The distribution of the over 3000 citing papers in the four categories was: Related, 92.9 percent; inspired, 5.0 percent; similar, 1.5 percent; replicated, 0.6 percent. Replication, even defined somewhat loosely, is fairly rare even of these most highly visible studies. However, 7 of the 10 articles were replicated (coded 3 or 4) at least 5 times, with the remaining 3 replicated 1, 2 and 4 times. Published replications of these most heavily-cited papers are performed, so that one might view the replication glass as 100 percent full.
Replications of most studies, even those appearing in Top 5 journals, are not published, nor should they be: The majority of articles in those journals are (Hamermesh, 2017), essentially ignored, so that the failure to replicate them is unimportant. But the most important studies (judged by market responses) are replicated as they should be—by taking the motivating economic idea and examining its implications using a set of data describing a different time and/or economy. The empirical validity of these ideas, after their relevance is first demonstrated for a particular time and place, can only be usefully replicated at other times and places: If they are general descriptions of behavior, they should hold up beyond their original testing ground. Simple laboratory-style replication is important in catching errors in influential work; but the more important replication goes beyond this and, as I’ve shown, is done.
The evidence suggests that the system is not broken and does not need fixing. But what if one believes that more replication, using mostly the same data as in the original study, is necessary?
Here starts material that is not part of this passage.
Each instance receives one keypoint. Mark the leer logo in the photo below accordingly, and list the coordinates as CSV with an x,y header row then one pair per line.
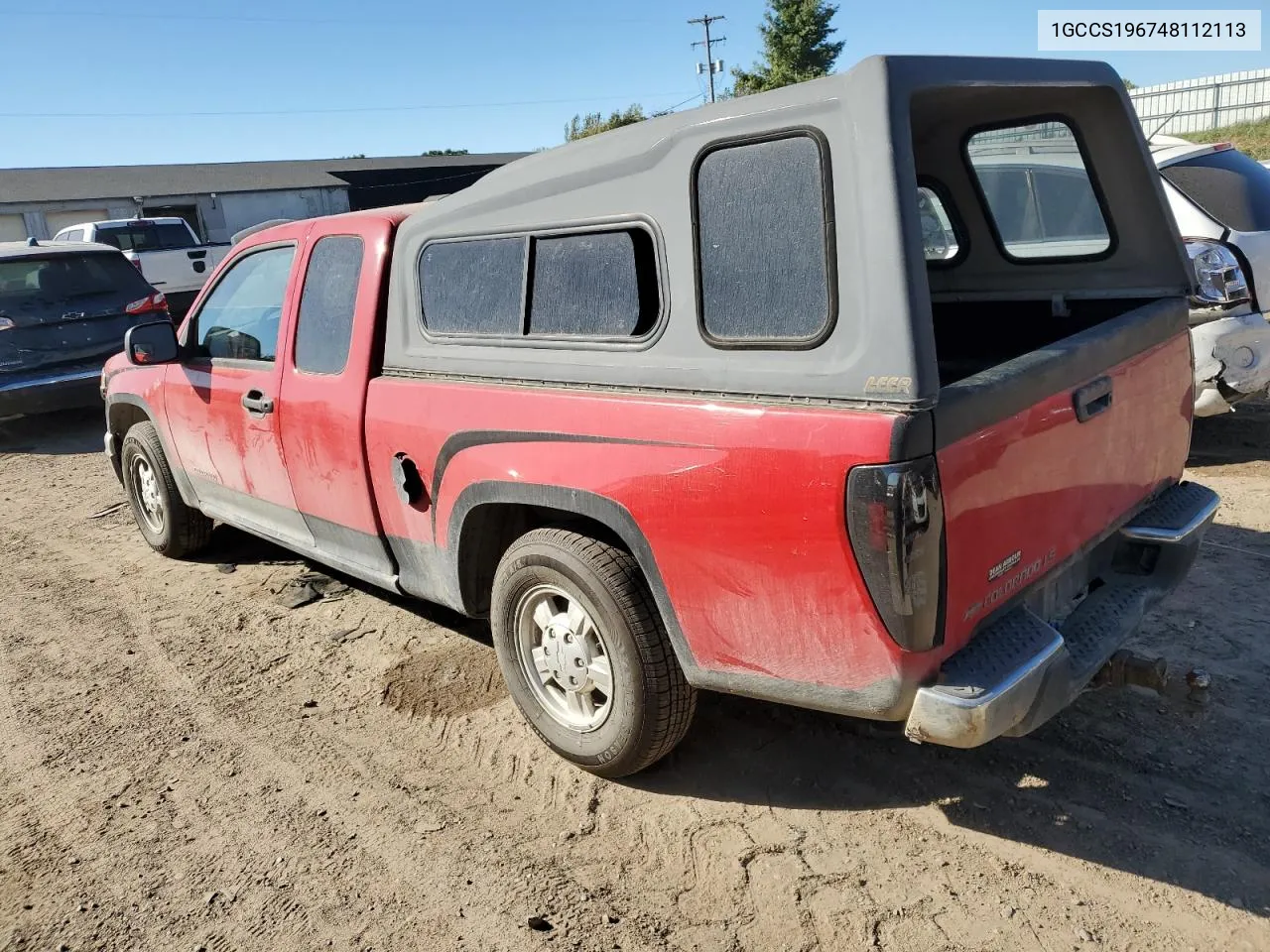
x,y
1008,562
A bit of history: During the 1960s the American Economic Review was replete with replication-like papers, in the form of Comments (often in the form of replications on the same or other data), Replies and even Rejoinders. For example, in the four regular issues of the 1966 volume, 16 percent of the space went to such contributions. In the first four regular issues of the 2013 volume only 4 percent did, reflecting a change that began by the 1980s. Editors shifted away from cluttering the Review’s pages with Comments, etc., perhaps reflecting their desire to maximize its impact on the profession in light of their realization that pages devoted to this type of exercise generate little attention from other authors (Whaples, 2006).
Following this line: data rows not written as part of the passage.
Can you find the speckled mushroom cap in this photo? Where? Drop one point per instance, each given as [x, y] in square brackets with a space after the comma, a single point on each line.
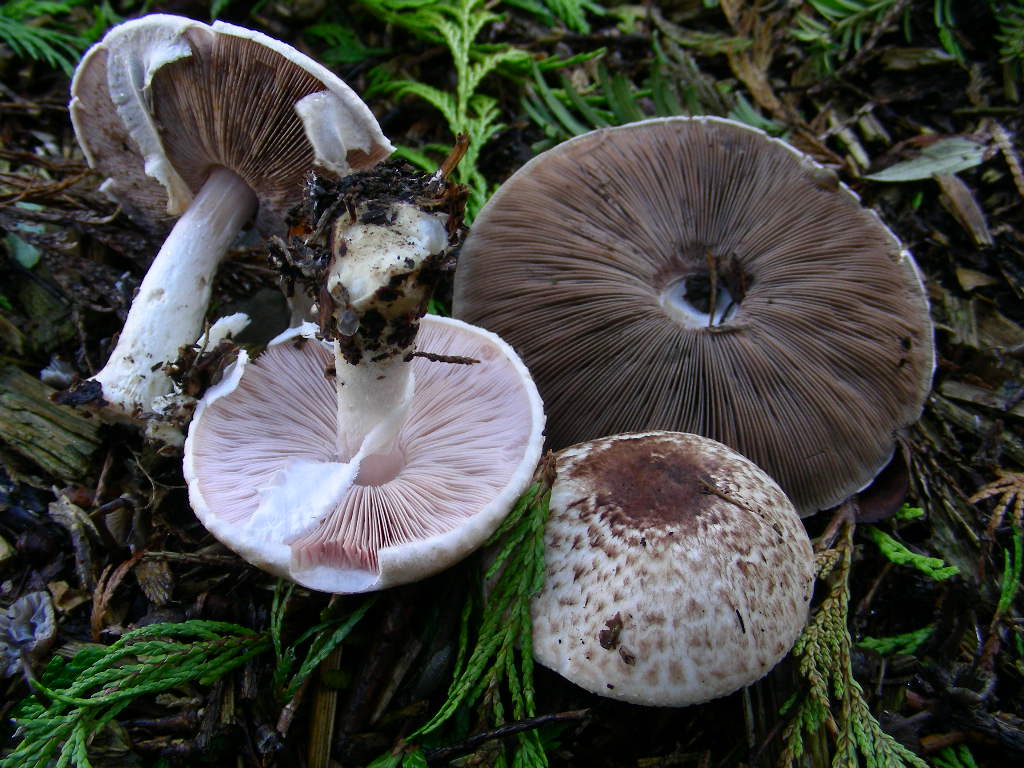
[162, 99]
[597, 261]
[676, 570]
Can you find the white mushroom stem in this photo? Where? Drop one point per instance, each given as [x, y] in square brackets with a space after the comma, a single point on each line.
[373, 402]
[171, 303]
[374, 394]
We have had replications or approximations thereof in the past, but the market for scholarship—as indicated by their impact—has exhibited little interest in them. And we still publish replications, but, as I have shown, in the more appropriate and worthwhile form of examinations of data from other times and places. Overall the evidence suggests that the system is not broken and does not need fixing; and that the most obvious way of fixing this unbroken system has already been rejected by the market.
Daniel Hamermesh is Professor of Economics at Royal Holloway, University of London, Research Associate at the National Bureau of Economic Research, and Research Associate at the Institute for the Future of Labor (IZA).
Daniel S. Hamermesh, 2007. “Viewpoint: Replication in Economics.” Canadian Journal of Economics 40 (3): 715-33.
________________, 2017. “Citations in Economics: Measurement, Impacts and Uses.” Journal of Economic Literature, 55, forthcoming.
Robert M. Whaples. 2006. “The Costs of Critical Commentary in Economics Journals.” Econ Journal Watch 3 (2): 275-82
To be classified as “inspired” the citing paper had to refer repeatedly to the original paper and/or had to make clear that it was inspired by the methodology of the original work. To be noted as “similar” the citing paper had to use the exact same methodology but on a different data set, while a study classified as a “replication” went further to include at least some of the data in the original study. Thus even a “replication” in many cases involved more than simply re-estimating models in the original article using the same data.